Toda madera le sirve. A todas las recupera dándoles vida en verdaderas joyas de arte. Es que él es uno de los principales ebanistas de la Argentina. Y vive acá nomás, en nuestra cordillera.

Fotos: Andrés Stefani


Tiene 68 años y su vida es apacible en la villa. Al lado de su morada, en medio de un parque envidiable, tiene su taller que es su mundo, un mundo que deja boquiabierto al visitante. Los miles de trozos de madera guardados y esparcidos en el lugar parecen pedir pista para algunas de sus creaciones. Las herramientas, las clásicas y conocidas y las que él mismo se inventó para poder trabajar. Eso de que la herramienta da identidad al trabajador acá se palpa una vez más que es así nomás. ¿Qué hace ese frasco de crema L´Oreal por acá? “Es mi colera. Por la forma que tiene es ideal para pegar la madera. Era de una antigua compañera de pieza que tuve”.
Hace unos 20 años y monedas que se dedica a esto. “Hago lo que quiero, cuando quiero y donde quiero”, afirma.

Muchas de las obras de Virasoro se exhiben en el hotel Alto Traful, en Traful.

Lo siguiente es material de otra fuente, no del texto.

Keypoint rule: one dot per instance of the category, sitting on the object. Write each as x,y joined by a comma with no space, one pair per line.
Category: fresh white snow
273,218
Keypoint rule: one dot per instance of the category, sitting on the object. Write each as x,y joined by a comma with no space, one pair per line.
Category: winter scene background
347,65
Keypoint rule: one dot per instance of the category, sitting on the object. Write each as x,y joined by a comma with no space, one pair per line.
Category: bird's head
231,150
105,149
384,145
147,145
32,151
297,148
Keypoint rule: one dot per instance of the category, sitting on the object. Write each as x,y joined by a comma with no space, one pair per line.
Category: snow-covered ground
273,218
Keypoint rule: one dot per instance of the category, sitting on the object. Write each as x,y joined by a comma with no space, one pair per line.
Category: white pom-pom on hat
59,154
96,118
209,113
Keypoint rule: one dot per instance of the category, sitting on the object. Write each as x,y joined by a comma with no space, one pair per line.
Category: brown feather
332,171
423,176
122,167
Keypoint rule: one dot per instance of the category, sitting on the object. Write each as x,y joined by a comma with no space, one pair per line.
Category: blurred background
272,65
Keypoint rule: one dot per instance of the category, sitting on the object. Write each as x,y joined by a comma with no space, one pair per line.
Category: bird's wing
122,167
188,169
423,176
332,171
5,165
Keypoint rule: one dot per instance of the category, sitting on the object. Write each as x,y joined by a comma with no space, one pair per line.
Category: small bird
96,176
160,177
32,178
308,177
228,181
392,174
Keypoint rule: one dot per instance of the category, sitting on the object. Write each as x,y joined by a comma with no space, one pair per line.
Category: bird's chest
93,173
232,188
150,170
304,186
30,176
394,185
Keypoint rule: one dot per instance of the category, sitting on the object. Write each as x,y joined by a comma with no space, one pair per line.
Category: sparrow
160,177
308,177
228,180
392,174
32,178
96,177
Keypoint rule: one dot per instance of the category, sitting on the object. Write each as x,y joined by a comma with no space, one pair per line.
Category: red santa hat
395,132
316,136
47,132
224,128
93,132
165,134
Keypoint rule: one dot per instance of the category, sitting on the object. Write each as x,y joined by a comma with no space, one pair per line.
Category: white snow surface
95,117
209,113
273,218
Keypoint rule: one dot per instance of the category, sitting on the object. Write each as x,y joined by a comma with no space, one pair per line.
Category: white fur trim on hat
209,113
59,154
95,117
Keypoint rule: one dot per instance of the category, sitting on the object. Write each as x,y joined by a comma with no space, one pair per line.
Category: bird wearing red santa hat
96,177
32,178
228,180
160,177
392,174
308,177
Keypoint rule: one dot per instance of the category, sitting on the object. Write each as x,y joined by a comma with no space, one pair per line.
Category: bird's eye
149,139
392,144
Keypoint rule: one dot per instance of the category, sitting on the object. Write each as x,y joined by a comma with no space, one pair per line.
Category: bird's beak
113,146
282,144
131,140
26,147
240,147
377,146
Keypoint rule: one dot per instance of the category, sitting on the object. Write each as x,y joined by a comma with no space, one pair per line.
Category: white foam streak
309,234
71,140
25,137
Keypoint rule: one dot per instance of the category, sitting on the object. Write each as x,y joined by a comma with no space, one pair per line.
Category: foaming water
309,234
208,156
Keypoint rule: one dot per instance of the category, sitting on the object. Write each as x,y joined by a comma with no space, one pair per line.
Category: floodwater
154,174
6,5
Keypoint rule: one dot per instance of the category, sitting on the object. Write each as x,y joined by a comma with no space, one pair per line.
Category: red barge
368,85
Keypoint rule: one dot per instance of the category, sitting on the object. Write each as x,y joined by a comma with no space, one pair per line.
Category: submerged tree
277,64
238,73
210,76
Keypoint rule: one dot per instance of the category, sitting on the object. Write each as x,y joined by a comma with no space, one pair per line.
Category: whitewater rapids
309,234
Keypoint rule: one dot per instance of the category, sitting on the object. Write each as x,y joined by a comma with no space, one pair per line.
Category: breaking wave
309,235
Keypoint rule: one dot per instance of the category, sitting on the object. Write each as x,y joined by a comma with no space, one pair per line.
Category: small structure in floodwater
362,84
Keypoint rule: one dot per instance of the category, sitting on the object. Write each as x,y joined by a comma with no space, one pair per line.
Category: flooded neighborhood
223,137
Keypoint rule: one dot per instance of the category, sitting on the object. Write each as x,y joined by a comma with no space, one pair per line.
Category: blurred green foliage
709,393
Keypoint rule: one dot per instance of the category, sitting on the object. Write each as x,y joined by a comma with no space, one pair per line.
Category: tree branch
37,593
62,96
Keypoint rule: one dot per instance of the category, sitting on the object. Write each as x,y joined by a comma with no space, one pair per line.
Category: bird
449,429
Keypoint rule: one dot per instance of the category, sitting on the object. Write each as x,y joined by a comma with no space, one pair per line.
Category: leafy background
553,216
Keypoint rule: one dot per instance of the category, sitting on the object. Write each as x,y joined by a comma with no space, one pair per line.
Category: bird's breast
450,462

Virasoro tenía una empresa constructora en Buenos Aires y un buen día se cansó de correr tras el dinero para no alcanzarlo nunca. También se repudrió de los corralones, del personal, de los clientes, del gremio, de los bancos… bah, de todos. “Qué hago” -se preguntó-. Miró para los costados y ahí estaban sus hijos. Clara, licenciada en arte y profesional de editoriales. Verónica, artista plástica. Toti, artesano. Aguamarina, música. “Si todos ellos son artistas ¿por qué yo no puedo serlo? Voy a probar”. Entró en crisis. Tirar el mundo por la borda no es fácil ni para cualquiera. “Empecé a hacer pavadas en madera. Una amiga muy querida y un amigo me dijeron que tenía que mostrar lo que estaba haciendo. Sólo tenía un torno, un martillo y un serruchito; ellos me compraron otras herramientas. Me organizaron una muestra. Después compraron un espacio en la Feria del Sol, en Buenos Aires, para que expusiera. Se tomaban un avión para acá a ver cómo iba con los trabajos. A la gente le gustaba lo que hacía y lo compraba. Así empecé, con estos dos santos que me empujaron para llegar a lo que hoy soy”, con reconocimiento a la excelencia por parte de Unesco y premios del Fondo Nacional de las Artes, entre otros galardones.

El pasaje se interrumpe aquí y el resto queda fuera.